Ein großer Dank geht noch raus an Chaos-West, auf welcher Bühne großartige Talks stattfanden und sogar mein Feedback zum 35C3 Gehör gefunden hat. Damit wurde die Akustik in Halle 3 erträglicher. Im Ganzen war ich mehr als Zufrieden mit der Gestaltung des Congress, auch wenn nicht viel mitbekommen habe. Erneut habe ich es nicht geschafft, ein Workshop zu besuchen. Zumindest konnte ich mir dieses Jahr drei Talks anschauen (zum ersten mal, seit der Congress in Leipzig ist) und ein paar Tschunk gönnen.

Katzenörchen mit Blinken-LEDs

Auch wenn der diesjährige Congress, wegem dem Chaos Communication Camp, eine Aufwärmung des 35C3 war, so war dieser Congress was Besonderes für mich. Die Zeit mit Wesen die man sehr mag zu verbringen, alte Bekanntschaften zu treffen, die Arbeit als Engel, die Freude von Kreaturen über Sticker und Buttons, Wesen in der Anfasswelt zu treffen, gutes Essen in sich reinstopfen, zu tanzen und neues zu lernen.. Das alles macht den Congress immer wieder zu was besonderen.

Jetzt fängt die Post-Congress-Depression an. Diese wundervolle Zeit des Jahres ist vorbei und irgendwie fehlt etwas. Da bleibt nur zu sagen, geht in den für Euch besten Hackspace oder schafft welche. Seit politisch und schafft feministische Räume. Schaut jene Talks nach welche Ihr verpasst habt. Ihr habt noch genug Zeit Euch tolle Sachen zum 37C3 zu überlegen und in der Zwischenzeit:

Feierabend Mate in der Lounge

Bald ist wieder die Gulasch-Programmier-Nacht in Karlsruhe, davor geht es ‘back to the roots’ mit der Easter Hegg in Hamburg, dann folgt noch die Hackover in Hannover, sowie viele weitere Events.

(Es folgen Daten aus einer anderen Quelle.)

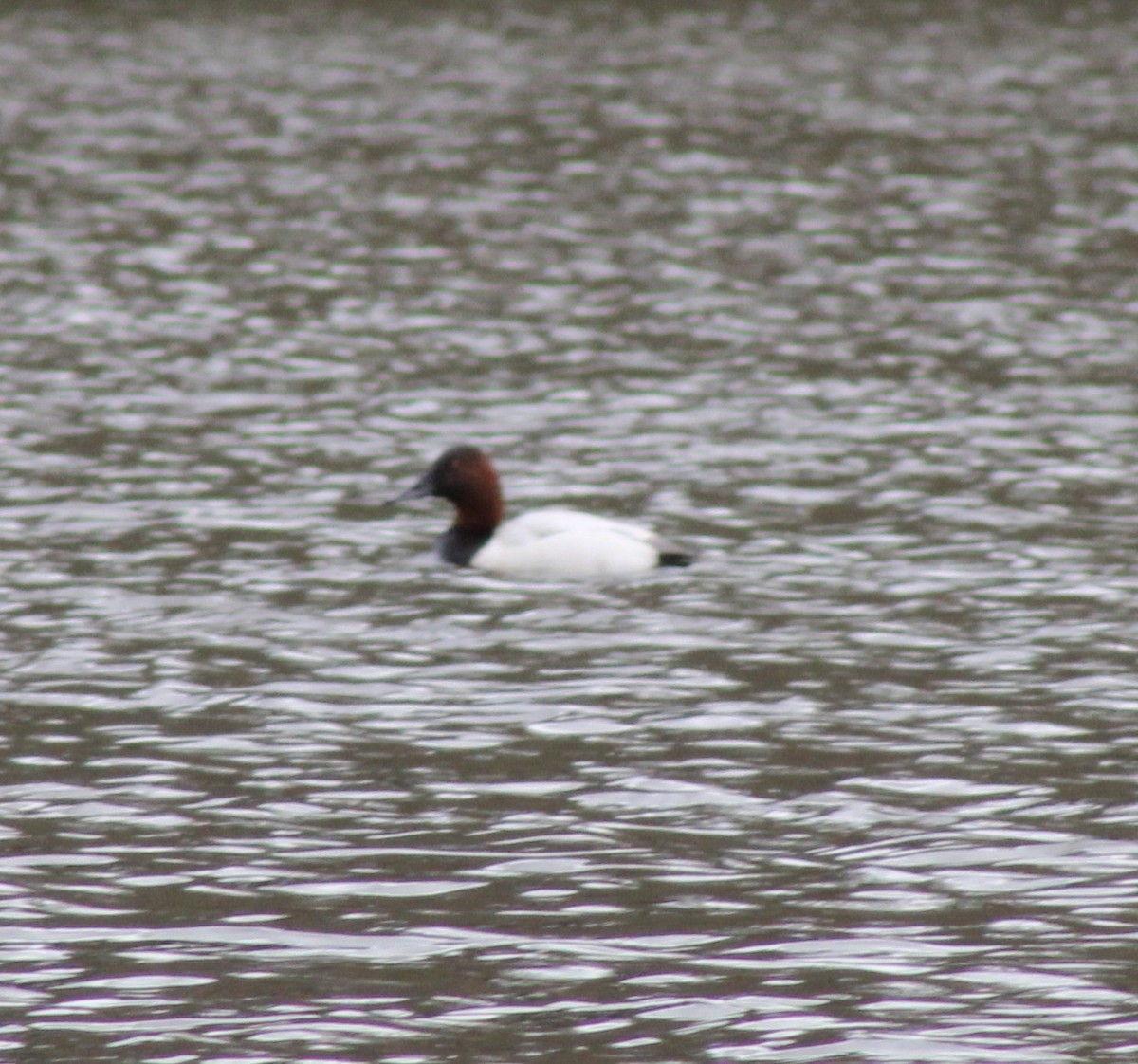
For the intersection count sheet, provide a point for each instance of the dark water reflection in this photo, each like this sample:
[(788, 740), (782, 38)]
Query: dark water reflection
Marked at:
[(845, 301)]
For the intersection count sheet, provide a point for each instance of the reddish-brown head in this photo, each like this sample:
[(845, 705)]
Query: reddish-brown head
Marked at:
[(465, 476)]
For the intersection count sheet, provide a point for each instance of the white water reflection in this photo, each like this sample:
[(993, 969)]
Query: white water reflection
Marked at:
[(849, 306)]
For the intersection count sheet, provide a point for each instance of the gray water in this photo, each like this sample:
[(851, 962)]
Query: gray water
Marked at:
[(842, 297)]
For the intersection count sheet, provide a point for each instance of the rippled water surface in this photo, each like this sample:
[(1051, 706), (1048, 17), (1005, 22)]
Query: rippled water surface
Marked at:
[(845, 301)]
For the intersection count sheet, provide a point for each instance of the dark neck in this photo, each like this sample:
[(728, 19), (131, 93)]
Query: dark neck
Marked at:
[(458, 545)]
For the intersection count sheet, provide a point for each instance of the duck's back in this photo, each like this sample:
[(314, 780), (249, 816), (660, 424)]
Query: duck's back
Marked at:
[(566, 544)]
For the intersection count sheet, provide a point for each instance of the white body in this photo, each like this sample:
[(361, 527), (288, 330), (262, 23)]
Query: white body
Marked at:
[(567, 545)]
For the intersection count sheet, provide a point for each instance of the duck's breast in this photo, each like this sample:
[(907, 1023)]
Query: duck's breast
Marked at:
[(564, 544)]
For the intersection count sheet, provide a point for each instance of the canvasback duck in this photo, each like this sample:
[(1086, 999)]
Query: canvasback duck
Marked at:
[(543, 544)]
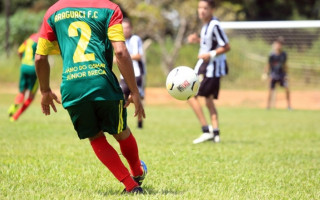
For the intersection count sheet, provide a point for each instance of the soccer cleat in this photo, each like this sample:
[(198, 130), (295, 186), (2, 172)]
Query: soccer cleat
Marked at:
[(204, 137), (140, 124), (216, 136), (12, 119), (136, 190), (216, 139), (13, 108), (139, 179)]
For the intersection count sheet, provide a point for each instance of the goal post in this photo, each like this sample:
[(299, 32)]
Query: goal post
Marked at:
[(251, 45)]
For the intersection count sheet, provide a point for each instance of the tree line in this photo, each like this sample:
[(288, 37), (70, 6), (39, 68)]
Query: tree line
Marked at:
[(159, 21)]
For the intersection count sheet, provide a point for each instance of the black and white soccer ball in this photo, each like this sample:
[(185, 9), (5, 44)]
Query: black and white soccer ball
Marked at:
[(182, 83)]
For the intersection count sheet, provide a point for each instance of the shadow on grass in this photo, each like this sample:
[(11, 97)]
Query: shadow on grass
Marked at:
[(147, 191)]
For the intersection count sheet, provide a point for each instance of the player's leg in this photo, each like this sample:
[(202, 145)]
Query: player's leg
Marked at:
[(214, 117), (140, 84), (113, 119), (20, 97), (32, 85), (87, 123), (196, 107), (206, 133), (213, 93), (284, 83), (271, 92), (129, 150)]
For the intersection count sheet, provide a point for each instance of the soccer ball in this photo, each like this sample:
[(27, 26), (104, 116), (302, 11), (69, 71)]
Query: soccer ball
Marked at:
[(182, 83)]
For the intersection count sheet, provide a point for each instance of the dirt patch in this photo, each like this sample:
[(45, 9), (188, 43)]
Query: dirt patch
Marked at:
[(308, 100)]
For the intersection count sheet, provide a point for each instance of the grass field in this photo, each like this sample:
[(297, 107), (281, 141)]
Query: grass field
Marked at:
[(263, 155)]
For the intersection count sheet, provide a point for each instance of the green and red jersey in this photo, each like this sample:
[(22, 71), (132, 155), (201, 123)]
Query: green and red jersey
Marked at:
[(82, 31), (28, 50)]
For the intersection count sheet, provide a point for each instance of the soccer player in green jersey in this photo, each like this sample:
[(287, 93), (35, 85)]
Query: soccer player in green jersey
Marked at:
[(28, 84), (86, 33)]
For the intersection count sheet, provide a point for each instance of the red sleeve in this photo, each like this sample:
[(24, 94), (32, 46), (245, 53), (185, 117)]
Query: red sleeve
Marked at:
[(46, 31), (116, 17)]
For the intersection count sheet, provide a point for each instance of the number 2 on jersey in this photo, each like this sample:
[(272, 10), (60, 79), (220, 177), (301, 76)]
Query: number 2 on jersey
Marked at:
[(79, 54)]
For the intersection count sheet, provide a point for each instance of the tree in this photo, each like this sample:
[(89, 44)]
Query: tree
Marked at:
[(7, 11), (163, 21)]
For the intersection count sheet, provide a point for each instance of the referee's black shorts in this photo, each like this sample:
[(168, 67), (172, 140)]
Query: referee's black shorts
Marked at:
[(209, 86)]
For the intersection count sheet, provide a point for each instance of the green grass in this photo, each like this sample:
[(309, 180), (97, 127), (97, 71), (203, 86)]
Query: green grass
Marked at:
[(263, 155)]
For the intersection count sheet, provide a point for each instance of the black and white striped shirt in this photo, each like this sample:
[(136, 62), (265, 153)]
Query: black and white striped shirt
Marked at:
[(212, 37)]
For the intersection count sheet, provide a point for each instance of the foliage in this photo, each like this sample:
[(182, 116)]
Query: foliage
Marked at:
[(22, 25), (263, 155), (279, 9)]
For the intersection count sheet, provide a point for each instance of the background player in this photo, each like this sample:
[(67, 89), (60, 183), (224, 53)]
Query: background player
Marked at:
[(135, 48), (87, 32), (210, 67), (28, 84), (277, 68)]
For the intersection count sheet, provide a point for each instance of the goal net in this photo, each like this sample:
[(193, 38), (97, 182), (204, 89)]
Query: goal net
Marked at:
[(251, 44)]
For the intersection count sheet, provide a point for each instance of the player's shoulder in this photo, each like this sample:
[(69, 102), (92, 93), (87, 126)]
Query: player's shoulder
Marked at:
[(34, 37), (215, 21), (61, 4), (135, 37)]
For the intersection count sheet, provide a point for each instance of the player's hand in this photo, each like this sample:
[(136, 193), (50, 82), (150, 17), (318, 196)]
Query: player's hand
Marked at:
[(205, 57), (193, 38), (264, 76), (139, 110), (47, 101)]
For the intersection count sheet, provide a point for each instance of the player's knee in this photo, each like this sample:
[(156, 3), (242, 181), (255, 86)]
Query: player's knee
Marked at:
[(100, 134), (123, 135)]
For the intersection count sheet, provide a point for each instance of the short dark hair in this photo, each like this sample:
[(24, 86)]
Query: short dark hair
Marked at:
[(211, 3), (127, 20), (280, 40)]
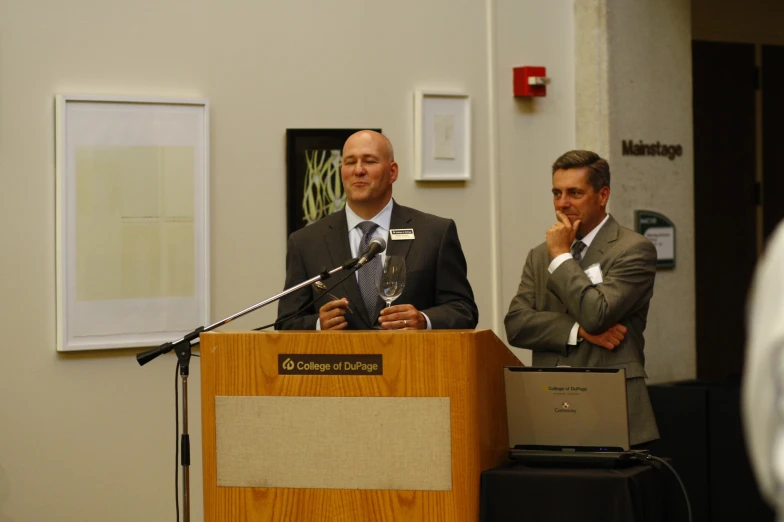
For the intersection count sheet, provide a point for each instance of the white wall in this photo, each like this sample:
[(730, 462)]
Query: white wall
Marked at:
[(532, 133), (89, 437), (634, 82)]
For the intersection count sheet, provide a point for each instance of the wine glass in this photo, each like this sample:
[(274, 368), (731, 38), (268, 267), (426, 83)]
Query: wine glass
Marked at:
[(391, 279)]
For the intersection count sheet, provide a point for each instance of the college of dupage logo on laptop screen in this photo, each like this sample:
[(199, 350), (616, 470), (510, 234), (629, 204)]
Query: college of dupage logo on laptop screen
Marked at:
[(575, 410)]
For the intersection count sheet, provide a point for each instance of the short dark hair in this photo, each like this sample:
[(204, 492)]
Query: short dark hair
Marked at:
[(598, 168)]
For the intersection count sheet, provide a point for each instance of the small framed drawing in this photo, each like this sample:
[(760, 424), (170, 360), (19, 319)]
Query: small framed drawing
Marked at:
[(132, 220), (442, 136)]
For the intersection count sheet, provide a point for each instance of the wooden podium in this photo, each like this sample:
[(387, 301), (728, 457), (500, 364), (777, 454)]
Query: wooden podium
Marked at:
[(350, 426)]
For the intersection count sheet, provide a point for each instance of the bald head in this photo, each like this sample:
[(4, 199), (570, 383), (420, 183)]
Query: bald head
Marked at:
[(368, 172), (382, 143)]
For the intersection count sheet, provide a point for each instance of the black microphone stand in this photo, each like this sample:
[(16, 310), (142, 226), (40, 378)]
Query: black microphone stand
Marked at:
[(182, 347)]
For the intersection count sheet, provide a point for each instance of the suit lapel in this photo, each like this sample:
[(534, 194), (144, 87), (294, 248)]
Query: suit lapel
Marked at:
[(340, 252), (604, 239)]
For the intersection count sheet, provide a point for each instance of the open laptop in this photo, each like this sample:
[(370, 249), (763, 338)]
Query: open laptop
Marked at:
[(570, 416)]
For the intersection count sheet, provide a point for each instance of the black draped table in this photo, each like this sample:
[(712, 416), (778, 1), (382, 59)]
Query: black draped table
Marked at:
[(640, 493)]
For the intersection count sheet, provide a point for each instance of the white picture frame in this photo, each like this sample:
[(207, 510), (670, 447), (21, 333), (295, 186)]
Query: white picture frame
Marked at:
[(442, 136), (132, 207)]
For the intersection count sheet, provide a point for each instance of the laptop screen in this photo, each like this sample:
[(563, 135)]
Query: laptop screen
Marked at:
[(567, 408)]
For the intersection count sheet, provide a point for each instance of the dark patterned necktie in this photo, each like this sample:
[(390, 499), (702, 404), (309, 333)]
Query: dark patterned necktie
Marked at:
[(366, 276), (577, 250)]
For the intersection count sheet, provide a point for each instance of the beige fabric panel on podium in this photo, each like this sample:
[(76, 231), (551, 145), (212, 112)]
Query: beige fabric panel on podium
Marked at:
[(388, 443)]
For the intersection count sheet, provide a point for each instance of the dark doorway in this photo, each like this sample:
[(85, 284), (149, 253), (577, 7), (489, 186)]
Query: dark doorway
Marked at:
[(772, 137), (725, 202)]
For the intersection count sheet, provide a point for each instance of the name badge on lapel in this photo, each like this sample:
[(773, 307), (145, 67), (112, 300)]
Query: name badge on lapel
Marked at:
[(397, 234), (594, 273)]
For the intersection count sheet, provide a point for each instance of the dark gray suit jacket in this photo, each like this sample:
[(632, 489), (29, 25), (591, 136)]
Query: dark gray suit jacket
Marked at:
[(436, 280), (547, 305)]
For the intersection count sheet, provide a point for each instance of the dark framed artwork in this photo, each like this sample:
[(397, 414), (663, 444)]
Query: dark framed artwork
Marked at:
[(314, 188)]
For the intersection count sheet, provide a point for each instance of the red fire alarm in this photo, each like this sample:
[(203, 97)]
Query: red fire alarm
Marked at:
[(530, 81)]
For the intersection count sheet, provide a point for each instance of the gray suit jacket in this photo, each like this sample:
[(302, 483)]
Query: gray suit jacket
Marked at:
[(436, 272), (546, 307)]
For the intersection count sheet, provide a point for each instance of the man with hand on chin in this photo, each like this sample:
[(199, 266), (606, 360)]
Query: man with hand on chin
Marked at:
[(584, 293), (437, 293)]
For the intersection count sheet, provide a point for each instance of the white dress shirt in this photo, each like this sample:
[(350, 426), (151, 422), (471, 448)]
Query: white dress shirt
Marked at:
[(383, 220), (555, 263)]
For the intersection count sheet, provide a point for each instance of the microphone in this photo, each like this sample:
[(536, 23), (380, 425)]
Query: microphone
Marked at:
[(375, 247)]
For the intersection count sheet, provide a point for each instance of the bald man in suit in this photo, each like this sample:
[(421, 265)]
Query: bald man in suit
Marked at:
[(437, 293), (584, 293)]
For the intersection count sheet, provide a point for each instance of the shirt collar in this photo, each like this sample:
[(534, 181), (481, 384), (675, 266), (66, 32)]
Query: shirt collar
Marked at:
[(382, 219)]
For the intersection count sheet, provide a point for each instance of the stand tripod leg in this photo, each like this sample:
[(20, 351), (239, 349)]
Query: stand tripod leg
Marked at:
[(185, 455)]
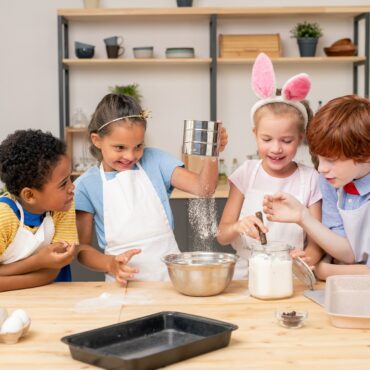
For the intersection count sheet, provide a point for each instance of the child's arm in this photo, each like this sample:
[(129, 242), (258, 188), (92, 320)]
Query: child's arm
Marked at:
[(52, 256), (31, 280), (98, 261), (204, 183), (282, 207), (323, 270), (230, 226), (313, 252)]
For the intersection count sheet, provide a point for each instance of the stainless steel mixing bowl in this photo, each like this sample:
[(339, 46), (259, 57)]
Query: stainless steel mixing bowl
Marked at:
[(200, 274)]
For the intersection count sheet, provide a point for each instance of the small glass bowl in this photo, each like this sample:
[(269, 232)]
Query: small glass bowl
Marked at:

Mir wird dieser Congress definitiv in Erinnerung bleiben. Mit allen Freuden, welche ich erlebt habe und allen Verletzungen, die ich beim Abbau erlitten habe. Ich danke dem großen C, dem Chaos West Team sowie jedem Assemblies, Teilnehmer und allen Engeln, welche den Congress zu was großartigen gemacht haben.